Job Title: Senior Quality Assurance Engineer
Key Responsibilities
Quality Engineering & Test Strategy
- Define and implement end-to-end quality engineering strategies for data platforms, pipelines, and analytics solutions.
- Establish testing standards for data ingestion, transformation, MDM, and consumption layers.
- Drive a shift-left quality mindset, embedding testing early in the development lifecycle.
- Define test coverage, quality gates, and acceptance criteria aligned with business and regulatory requirements.
Data Quality & Validation
- Design and execute data validation frameworks to ensure accuracy, completeness, consistency, and timeliness.
- Validate master data domains (e.g., Client, Account, Advisor, Product) and downstream analytics datasets.
- Partner with Data Governance teams to align quality rules with business definitions and stewardship processes.
- Support reconciliation, controls, and audit requirements for regulated datasets.
Test Automation & Tooling
- Build and maintain automated test frameworks for data pipelines, APIs, and analytics outputs.
- Automate regression, smoke, and data quality tests integrated with CI/CD pipelines.
- Leverage SQL, Python, and data testing tools to validate complex data transformations.
- Enable automated testing for Databricks, Azure data services, and MDM platforms.
Platform & Integration Testing
- Validate end-to-end data flows across source systems, MDM, Databricks Lakehouse, and BI tools.
- Perform performance, scalability, and reliability testing for large-scale data pipelines.
- Support UAT by partnering with business users and Product Owners to ensure requirements are met.
- Assist with production readiness, release validation, and post-deployment verification.
Collaboration & Continuous Improvement
- Work closely with Data Engineers, MDM Engineers, Product Owners, and Business Analysts to resolve quality issues.
- Provide guidance and mentorship to engineers and analysts on quality best practices.
- Analyze defects and incidents to identify root causes and drive preventive improvements.
- Continuously improve QE frameworks, tools, and processes.
Technical Responsibilities (Hands-On)
- Develop data quality and validation scripts using SQL, Python, and Spark-based frameworks.
- Validate Databricks Lakehouse solutions built on Delta Lake.
- Test MDM configurations, matching rules, survivorship logic, and publishing processes.

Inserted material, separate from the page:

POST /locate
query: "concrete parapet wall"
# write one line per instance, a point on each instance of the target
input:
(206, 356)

- Integrate quality checks into CI/CD pipelines and automated deployment workflows.
- Monitor and report on quality metrics, trends, and risks.
Qualifications
- 7+ years of experience in Quality Engineering, QA, or Test Automation roles, with a strong focus on data platforms.
- 3+ years of hands-on experience testing data pipelines, data warehouses, or lakehouse architectures.

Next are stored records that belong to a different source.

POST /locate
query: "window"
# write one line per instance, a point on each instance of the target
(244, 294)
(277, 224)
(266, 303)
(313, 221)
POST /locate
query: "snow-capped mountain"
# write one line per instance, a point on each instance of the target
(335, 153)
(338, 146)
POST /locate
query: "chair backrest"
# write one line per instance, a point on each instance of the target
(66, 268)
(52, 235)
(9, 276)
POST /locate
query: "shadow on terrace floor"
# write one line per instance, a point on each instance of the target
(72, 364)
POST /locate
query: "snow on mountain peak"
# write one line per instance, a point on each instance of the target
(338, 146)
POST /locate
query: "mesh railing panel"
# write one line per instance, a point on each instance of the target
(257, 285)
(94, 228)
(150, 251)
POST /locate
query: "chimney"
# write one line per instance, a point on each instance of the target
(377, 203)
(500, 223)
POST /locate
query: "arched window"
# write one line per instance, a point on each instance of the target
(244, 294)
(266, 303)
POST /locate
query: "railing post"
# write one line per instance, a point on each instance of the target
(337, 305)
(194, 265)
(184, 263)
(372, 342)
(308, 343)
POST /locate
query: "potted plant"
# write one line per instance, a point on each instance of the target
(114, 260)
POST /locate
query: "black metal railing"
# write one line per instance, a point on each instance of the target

- Strong proficiency in SQL and experience using Python for test automation and validation.
- Experience with cloud-based data platforms, preferably Azure and Databricks.
- Solid understanding of data engineering concepts, data modeling, and ETL/ELT processes.

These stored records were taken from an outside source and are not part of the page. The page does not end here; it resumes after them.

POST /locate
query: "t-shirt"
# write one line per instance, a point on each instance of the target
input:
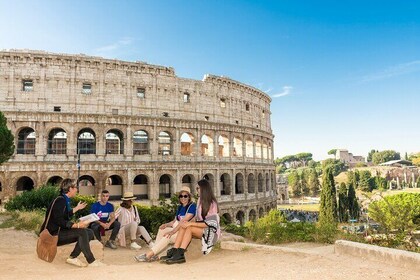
(103, 211)
(181, 212)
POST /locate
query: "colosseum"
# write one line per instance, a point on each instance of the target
(133, 126)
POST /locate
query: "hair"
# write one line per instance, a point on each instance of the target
(206, 196)
(65, 185)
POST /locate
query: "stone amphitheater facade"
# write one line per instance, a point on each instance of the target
(135, 127)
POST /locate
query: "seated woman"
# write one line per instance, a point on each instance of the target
(129, 219)
(207, 225)
(68, 231)
(168, 232)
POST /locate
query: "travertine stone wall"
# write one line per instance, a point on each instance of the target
(215, 106)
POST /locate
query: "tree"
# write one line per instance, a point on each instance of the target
(7, 146)
(328, 204)
(384, 156)
(343, 203)
(332, 151)
(313, 182)
(353, 205)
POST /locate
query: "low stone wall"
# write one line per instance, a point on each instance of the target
(372, 252)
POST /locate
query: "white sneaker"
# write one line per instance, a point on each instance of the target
(96, 263)
(76, 262)
(135, 246)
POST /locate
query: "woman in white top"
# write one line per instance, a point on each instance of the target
(129, 218)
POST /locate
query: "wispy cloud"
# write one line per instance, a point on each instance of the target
(286, 91)
(393, 71)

- Experience working in Agile delivery environments.
Preferred Experience
- Experience testing MDM platforms (e.g., Profisee) and master data domains.
- Experience in financial services or regulated industries.
- Familiarity with data governance, data catalogs, and metadata management tools.
- Experience with API testing and validation of downstream data consumers (BI, reporting, analytics).